Forgive yourself. And keep going with the amazing work that you do.
2. SPREAD IT OUT
I worked with a woman named Haily, who was managing a million dollar project where women living in poverty are hired to work at a vertical farm. At the same time she was doing her Masters full time and trying to spend quality time with her partner and her dog.
“I love everything that I’m doing but sometimes I don’t sleep very much because I’m working on a deadline. And I don’t know why I keep breaking down when I love what I’m doing? And why does this feel so hard?”
Maybe you love everything you’re doing but you’ve scheduled your life so full that you don’t have any time to rest. My wish for you is that you SLOW DOWN. Your life is long. You will have time to do it all, just spread it out!
After chatting Haily realized that she didn’t have to do it all at once. She could do her Masters degree part time so she had more time her partner, her job and TO SLEEP! She’s spreading things out and able to enjoy her life more.
When I burnt out, I ended up quitting my job and moving to an ashram for TWO YEARS to recover. Give yourself smaller breaks NOW so you don’t have to take a bigger break later.

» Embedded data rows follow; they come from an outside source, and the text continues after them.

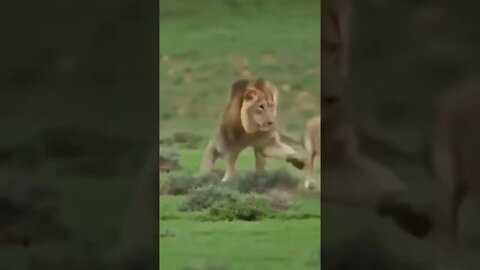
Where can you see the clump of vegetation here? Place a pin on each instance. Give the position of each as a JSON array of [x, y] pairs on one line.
[[183, 183], [263, 181], [246, 207], [169, 161], [207, 266], [177, 184], [224, 203], [204, 197]]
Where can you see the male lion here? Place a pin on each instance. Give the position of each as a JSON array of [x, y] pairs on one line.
[[456, 164], [249, 120], [312, 145]]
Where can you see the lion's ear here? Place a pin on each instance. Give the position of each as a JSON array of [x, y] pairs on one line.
[[251, 94], [239, 87], [260, 83]]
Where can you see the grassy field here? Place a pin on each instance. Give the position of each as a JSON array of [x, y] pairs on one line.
[[267, 244], [206, 46]]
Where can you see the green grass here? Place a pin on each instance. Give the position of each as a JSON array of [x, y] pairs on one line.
[[291, 241], [206, 46]]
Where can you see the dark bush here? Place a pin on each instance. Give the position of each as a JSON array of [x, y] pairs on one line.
[[263, 181], [246, 207], [177, 184], [205, 196], [181, 184]]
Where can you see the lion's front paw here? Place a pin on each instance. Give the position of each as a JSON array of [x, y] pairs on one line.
[[297, 162]]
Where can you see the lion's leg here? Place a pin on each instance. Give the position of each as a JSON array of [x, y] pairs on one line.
[[211, 155], [309, 168], [231, 164], [280, 150], [260, 160]]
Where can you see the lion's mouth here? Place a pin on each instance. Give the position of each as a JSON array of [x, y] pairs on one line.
[[265, 127]]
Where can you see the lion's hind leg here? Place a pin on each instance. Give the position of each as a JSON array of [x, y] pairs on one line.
[[280, 150], [209, 158]]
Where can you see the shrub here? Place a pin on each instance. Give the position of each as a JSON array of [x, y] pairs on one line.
[[246, 207], [181, 184], [177, 184], [204, 197], [263, 181]]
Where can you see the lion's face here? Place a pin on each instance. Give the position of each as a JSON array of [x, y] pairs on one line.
[[258, 111]]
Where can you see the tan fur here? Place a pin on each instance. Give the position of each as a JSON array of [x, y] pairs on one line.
[[347, 173], [456, 148], [249, 120], [312, 146]]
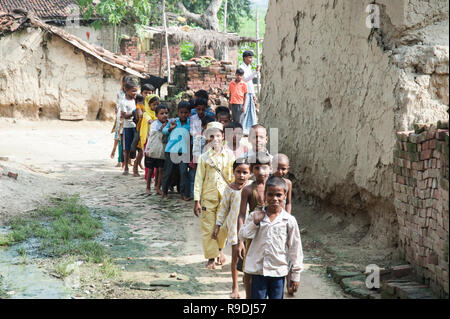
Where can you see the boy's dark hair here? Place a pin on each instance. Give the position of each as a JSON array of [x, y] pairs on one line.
[[127, 78], [260, 158], [161, 107], [130, 84], [153, 100], [276, 181], [254, 127], [223, 114], [201, 101], [222, 109], [203, 94], [184, 105], [247, 53], [239, 161], [239, 71], [147, 87], [207, 119], [139, 98], [233, 125]]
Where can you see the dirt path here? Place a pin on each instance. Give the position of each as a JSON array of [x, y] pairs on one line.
[[149, 238]]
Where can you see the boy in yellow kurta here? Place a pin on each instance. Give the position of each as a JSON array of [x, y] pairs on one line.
[[151, 103], [214, 172]]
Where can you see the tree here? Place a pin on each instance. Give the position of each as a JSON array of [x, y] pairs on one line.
[[213, 10], [140, 13]]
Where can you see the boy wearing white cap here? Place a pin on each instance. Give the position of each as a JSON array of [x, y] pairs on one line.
[[214, 172]]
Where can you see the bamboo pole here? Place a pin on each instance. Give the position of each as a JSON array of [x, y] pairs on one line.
[[257, 52], [167, 41], [225, 55]]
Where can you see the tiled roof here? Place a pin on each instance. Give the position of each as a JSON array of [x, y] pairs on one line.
[[19, 19], [44, 9]]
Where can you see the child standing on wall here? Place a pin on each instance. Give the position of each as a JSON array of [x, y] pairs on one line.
[[214, 172], [238, 90], [228, 215], [273, 230], [249, 108], [252, 197], [154, 154], [127, 106]]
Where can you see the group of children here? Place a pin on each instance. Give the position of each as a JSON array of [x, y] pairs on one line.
[[240, 192]]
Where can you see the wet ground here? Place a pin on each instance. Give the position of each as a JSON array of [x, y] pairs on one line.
[[155, 243]]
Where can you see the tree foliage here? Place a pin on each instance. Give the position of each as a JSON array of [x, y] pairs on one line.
[[148, 12]]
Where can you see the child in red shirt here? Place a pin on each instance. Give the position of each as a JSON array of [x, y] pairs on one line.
[[238, 90]]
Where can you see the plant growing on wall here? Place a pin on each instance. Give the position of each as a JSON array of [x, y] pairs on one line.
[[187, 51], [140, 13]]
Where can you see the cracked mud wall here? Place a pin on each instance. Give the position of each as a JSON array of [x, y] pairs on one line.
[[44, 77], [338, 91]]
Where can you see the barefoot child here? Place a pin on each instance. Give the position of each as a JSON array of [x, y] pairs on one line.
[[118, 124], [127, 106], [214, 172], [177, 151], [276, 239], [140, 109], [233, 137], [229, 212], [238, 90], [151, 102], [253, 196], [154, 154], [281, 168]]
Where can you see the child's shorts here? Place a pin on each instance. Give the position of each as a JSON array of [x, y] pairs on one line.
[[128, 136], [152, 163]]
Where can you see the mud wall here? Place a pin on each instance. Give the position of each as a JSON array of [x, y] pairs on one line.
[[421, 202], [45, 77], [338, 91]]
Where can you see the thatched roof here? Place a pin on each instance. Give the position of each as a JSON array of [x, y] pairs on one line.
[[199, 37], [20, 19]]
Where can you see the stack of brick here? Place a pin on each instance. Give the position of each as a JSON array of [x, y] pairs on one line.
[[151, 57], [193, 76], [421, 202]]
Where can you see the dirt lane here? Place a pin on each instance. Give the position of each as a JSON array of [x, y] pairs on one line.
[[149, 238]]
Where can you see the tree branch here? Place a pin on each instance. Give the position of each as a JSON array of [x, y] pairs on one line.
[[190, 15]]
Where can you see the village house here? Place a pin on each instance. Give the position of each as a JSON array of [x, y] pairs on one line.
[[47, 72], [66, 15]]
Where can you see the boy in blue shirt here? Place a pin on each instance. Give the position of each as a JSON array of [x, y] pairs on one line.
[[178, 151]]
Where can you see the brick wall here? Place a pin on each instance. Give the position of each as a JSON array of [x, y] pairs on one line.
[[192, 76], [151, 57], [421, 188]]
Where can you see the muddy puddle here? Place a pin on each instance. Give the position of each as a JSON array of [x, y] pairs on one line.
[[23, 279]]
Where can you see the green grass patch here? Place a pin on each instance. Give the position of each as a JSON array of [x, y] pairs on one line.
[[6, 240], [3, 293], [64, 227]]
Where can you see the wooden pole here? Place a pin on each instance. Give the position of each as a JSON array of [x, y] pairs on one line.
[[225, 16], [257, 51], [167, 41], [225, 10], [160, 57]]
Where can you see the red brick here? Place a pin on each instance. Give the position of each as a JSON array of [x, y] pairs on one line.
[[424, 155], [432, 144], [417, 165]]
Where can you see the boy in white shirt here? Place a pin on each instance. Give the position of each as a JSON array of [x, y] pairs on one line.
[[126, 107], [154, 150], [276, 236]]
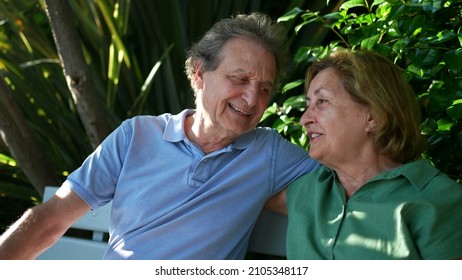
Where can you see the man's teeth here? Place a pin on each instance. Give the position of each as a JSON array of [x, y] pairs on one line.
[[239, 110]]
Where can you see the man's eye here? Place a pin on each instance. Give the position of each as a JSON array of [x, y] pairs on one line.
[[238, 80], [265, 90], [321, 101]]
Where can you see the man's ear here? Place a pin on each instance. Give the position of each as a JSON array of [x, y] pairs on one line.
[[198, 77]]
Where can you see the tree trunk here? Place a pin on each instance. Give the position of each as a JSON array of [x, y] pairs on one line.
[[76, 71], [22, 144]]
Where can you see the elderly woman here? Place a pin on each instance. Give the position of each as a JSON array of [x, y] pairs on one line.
[[374, 198]]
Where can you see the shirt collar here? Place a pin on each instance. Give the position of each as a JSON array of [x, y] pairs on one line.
[[174, 131]]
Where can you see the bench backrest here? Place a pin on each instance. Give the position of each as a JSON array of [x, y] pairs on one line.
[[268, 236]]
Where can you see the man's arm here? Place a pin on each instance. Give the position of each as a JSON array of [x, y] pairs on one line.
[[41, 226]]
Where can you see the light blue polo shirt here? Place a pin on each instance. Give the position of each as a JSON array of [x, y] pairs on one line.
[[170, 201]]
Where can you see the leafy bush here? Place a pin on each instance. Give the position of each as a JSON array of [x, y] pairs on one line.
[[423, 37]]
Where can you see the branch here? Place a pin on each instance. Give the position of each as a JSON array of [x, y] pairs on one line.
[[76, 71], [22, 144]]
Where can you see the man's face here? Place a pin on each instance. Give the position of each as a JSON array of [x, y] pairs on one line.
[[232, 99]]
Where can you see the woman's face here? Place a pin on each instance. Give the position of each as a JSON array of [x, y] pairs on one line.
[[338, 127]]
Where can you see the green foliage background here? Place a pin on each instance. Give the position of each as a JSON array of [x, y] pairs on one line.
[[136, 50], [423, 37]]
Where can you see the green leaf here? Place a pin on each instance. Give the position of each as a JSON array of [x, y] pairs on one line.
[[370, 42], [453, 60], [432, 6], [455, 111], [352, 3], [443, 36], [292, 85], [445, 124], [424, 57]]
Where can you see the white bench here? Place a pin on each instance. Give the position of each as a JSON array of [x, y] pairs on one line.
[[268, 236]]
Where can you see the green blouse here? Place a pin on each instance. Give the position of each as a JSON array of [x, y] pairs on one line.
[[411, 212]]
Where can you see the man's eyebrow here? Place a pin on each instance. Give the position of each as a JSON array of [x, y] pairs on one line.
[[241, 71]]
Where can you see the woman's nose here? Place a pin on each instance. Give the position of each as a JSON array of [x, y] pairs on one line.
[[307, 117]]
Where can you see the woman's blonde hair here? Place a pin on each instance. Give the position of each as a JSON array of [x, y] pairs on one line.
[[375, 81]]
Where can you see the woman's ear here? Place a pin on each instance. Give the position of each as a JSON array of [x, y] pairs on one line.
[[371, 123]]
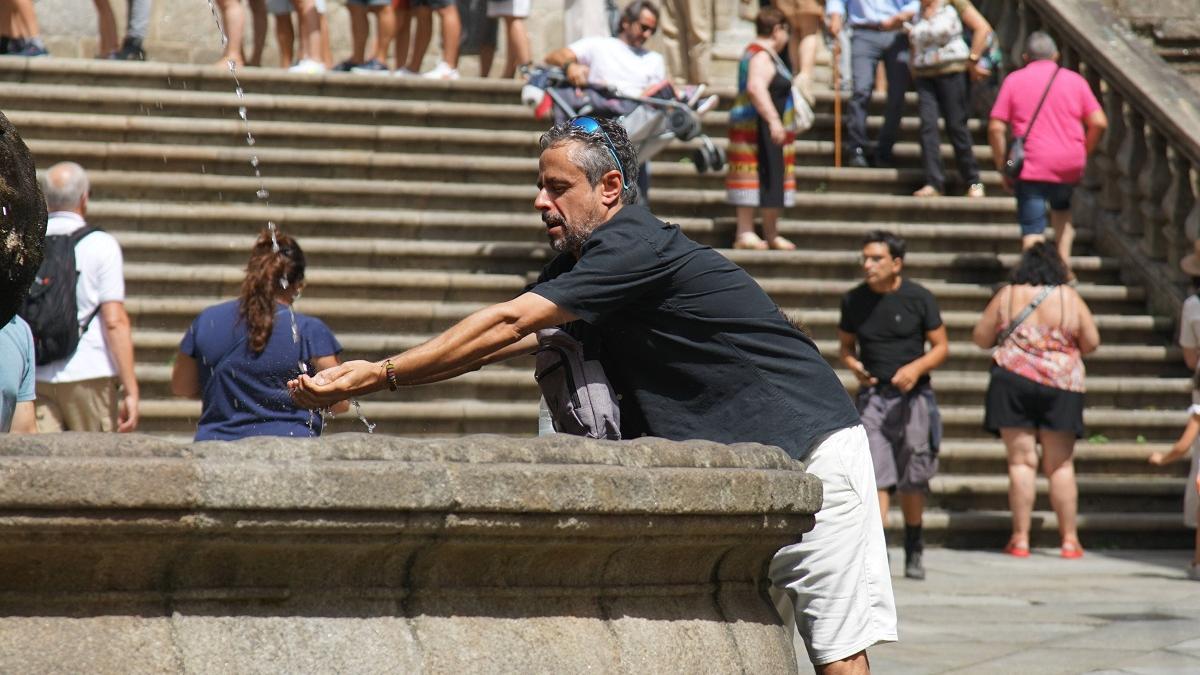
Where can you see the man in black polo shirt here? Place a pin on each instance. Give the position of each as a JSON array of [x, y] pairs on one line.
[[702, 352], [885, 324]]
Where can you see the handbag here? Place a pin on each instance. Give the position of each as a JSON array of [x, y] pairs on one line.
[[1014, 160]]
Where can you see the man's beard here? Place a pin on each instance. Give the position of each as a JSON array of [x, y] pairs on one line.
[[574, 236]]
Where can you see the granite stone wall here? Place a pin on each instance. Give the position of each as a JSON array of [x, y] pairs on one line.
[[363, 554]]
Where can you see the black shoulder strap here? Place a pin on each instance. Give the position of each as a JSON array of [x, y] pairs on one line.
[[1043, 100], [1025, 314]]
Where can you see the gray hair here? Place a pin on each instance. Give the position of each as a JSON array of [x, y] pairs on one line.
[[65, 185], [1039, 46], [593, 156]]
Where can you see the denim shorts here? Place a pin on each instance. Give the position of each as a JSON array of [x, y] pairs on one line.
[[1032, 197]]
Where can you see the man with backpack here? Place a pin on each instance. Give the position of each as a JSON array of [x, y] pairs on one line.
[[701, 352], [77, 312]]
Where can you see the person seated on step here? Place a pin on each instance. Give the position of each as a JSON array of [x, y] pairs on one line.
[[885, 324], [19, 31], [238, 356], [385, 27], [136, 24]]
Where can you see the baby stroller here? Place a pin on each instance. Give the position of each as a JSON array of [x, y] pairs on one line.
[[652, 121]]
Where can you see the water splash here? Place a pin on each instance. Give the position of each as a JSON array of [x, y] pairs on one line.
[[264, 195]]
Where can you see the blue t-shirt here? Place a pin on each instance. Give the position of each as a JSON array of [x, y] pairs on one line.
[[246, 394], [16, 369]]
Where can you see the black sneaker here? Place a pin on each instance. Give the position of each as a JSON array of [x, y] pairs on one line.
[[131, 51], [913, 565]]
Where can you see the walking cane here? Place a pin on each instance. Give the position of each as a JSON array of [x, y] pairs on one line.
[[837, 103]]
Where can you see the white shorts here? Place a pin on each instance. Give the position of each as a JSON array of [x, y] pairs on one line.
[[837, 577], [286, 7], [519, 9]]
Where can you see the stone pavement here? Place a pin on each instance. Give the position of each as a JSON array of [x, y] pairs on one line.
[[984, 611]]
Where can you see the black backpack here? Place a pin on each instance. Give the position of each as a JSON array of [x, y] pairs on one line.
[[51, 310]]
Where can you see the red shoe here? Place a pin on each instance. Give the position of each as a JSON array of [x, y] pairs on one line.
[[1018, 551], [1072, 551]]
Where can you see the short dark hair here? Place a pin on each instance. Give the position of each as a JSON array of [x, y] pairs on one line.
[[1041, 266], [895, 244], [595, 160], [22, 221], [634, 11], [767, 19]]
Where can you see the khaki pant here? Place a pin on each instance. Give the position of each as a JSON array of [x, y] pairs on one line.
[[687, 39], [87, 405]]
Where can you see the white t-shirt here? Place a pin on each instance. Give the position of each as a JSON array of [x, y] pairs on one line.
[[612, 63], [101, 280]]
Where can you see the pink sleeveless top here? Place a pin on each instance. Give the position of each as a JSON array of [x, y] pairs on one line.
[[1043, 353]]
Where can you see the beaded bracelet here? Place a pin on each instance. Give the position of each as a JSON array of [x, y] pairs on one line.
[[391, 375]]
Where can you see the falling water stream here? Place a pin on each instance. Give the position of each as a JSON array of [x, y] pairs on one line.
[[264, 197]]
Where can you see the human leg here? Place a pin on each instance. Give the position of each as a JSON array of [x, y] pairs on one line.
[[930, 139], [233, 24], [1059, 467], [864, 53], [895, 64], [107, 25], [1023, 470], [424, 16], [837, 575], [952, 95]]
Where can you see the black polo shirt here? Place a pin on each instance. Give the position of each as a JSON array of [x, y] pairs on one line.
[[695, 340], [889, 327]]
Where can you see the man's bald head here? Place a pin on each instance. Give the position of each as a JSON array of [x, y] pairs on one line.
[[22, 221], [66, 187]]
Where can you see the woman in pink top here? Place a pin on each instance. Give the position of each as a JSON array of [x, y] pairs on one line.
[[1036, 392]]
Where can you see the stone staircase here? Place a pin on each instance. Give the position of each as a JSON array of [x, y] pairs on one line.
[[413, 201]]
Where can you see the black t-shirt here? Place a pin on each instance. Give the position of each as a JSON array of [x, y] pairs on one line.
[[889, 327], [695, 340]]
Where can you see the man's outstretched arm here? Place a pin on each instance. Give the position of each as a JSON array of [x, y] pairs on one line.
[[461, 347]]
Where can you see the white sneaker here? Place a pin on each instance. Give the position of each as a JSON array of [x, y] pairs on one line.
[[442, 71], [309, 66]]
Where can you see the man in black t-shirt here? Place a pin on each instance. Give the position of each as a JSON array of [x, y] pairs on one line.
[[883, 328], [703, 353]]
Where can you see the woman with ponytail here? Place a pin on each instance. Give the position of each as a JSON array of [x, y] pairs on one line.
[[238, 356]]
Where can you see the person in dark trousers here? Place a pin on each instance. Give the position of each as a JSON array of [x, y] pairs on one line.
[[885, 324], [701, 351], [877, 36]]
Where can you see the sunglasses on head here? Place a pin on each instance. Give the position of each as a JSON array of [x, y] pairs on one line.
[[589, 125]]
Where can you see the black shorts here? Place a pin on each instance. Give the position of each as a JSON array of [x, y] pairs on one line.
[[1015, 401]]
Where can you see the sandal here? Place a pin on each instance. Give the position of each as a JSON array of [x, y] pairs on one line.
[[1017, 551], [781, 244], [1072, 551], [751, 242]]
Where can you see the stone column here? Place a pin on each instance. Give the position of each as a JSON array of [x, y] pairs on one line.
[[370, 554]]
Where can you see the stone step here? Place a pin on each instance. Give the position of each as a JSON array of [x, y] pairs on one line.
[[990, 529], [151, 279], [241, 220], [1152, 363], [1097, 494], [954, 388], [124, 167], [959, 457], [525, 258], [519, 198], [400, 316], [465, 416]]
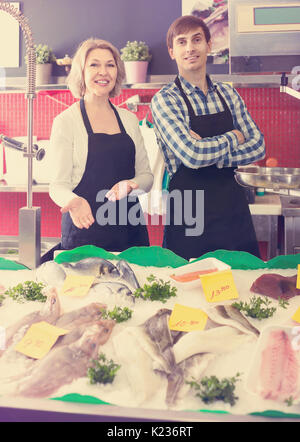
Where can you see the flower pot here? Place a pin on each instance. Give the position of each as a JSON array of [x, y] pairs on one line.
[[43, 73], [136, 71]]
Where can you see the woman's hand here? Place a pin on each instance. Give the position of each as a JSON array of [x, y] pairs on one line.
[[80, 212], [120, 190]]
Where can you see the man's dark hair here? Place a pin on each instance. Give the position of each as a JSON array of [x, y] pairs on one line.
[[184, 24]]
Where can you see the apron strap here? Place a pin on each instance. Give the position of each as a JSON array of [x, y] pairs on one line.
[[122, 128], [189, 106], [187, 102], [85, 118]]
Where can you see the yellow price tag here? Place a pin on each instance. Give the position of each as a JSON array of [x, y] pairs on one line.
[[185, 318], [39, 339], [296, 315], [77, 285], [219, 286]]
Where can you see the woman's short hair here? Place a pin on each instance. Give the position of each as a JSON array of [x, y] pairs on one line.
[[75, 79], [184, 24]]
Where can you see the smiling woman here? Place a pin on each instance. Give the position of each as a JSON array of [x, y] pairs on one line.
[[98, 148]]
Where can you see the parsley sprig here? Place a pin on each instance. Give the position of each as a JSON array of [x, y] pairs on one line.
[[29, 291], [157, 290], [211, 389], [103, 370]]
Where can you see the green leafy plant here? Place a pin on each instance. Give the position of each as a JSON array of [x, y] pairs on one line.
[[103, 371], [211, 389], [158, 290], [119, 314], [135, 51], [44, 54], [29, 291]]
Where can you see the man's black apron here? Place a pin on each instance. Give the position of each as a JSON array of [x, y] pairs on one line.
[[110, 159], [227, 219]]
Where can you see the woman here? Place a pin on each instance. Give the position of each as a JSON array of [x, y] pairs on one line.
[[100, 157]]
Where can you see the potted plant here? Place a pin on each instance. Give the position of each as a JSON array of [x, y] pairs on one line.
[[136, 58], [44, 59]]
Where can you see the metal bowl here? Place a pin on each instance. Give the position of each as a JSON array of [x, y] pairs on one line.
[[268, 177]]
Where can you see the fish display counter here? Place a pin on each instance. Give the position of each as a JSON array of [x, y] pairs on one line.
[[147, 336]]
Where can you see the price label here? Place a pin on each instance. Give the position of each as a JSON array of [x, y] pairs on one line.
[[39, 339], [184, 318], [219, 286], [77, 285]]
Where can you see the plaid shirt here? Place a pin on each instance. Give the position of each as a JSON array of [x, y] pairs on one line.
[[172, 128]]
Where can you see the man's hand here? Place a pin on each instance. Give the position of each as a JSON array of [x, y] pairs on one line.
[[80, 212], [120, 190], [240, 136]]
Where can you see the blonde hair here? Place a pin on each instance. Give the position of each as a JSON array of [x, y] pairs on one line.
[[75, 79]]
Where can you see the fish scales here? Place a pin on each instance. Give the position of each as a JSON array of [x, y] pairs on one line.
[[279, 367], [65, 364], [49, 313]]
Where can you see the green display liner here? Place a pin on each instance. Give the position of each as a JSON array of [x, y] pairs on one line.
[[159, 257]]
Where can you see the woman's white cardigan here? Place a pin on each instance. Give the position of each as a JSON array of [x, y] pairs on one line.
[[69, 148]]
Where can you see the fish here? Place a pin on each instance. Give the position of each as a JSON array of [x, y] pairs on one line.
[[137, 354], [190, 368], [92, 266], [51, 274], [229, 315], [279, 368], [87, 314], [276, 286], [217, 340], [157, 328], [49, 313], [65, 364], [127, 274]]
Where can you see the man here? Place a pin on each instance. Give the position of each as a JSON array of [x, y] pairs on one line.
[[204, 131]]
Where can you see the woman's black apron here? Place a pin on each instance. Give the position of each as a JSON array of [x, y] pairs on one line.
[[227, 219], [110, 159]]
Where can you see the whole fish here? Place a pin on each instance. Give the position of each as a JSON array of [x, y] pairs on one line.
[[87, 314], [92, 266], [65, 364], [276, 286], [157, 329], [127, 274], [49, 313]]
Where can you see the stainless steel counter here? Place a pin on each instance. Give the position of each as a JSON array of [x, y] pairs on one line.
[[17, 84]]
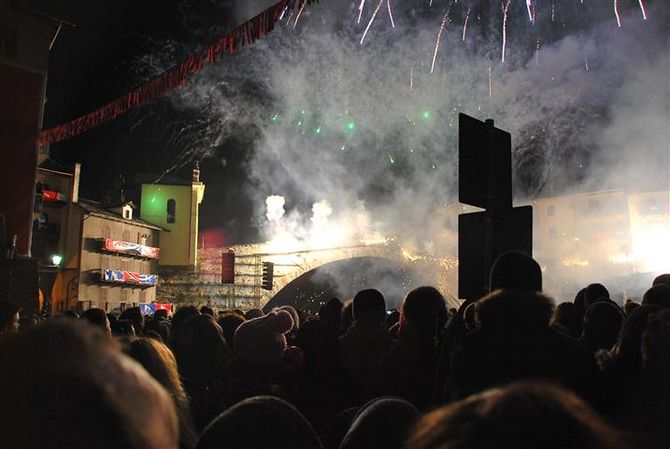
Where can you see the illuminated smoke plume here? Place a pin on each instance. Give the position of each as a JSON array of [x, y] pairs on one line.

3. BE RADICALLY KIND TO YOURSELF
- Forgive yourself when you make a mistake
- Buy yourself a smoothie
- Take a walk partway through work
- Spend a day at the beach
- Take time to CELEBRATE when you do something well
- Go to the spa
I had to take two years off to recover. You can afford the time and money it would take to do something nice for yourself TODAY and in the long run, you’ll be happier, more energized and love your life more.
My wish for you is to have a full life where you make a big impact with your career and still have energy for the people activities you love outside of work.
Want support to move towards this kind of life? Career Coaching in the Forest is designed to support you to make the changes that will give you more energy and vitality so you can:
– make MORE of an impact at work
– have MORE ENERGY for the relationships that matter to you
– feel better, feel more alive, feel more inspired
Interested but have questions? Email me at firstname.lastname@example.org!! I’d be happy to answer questions by email or set up a phone call to get your questions answered :).
LEARN MORE – couragecompass.org/forest
And whether you work with me or someone else or do this on your own, please take care of yourself!! The world needs your gifts and you can only make a big impact if you feel energized yourself.
It’s safe for you to take care of yourself.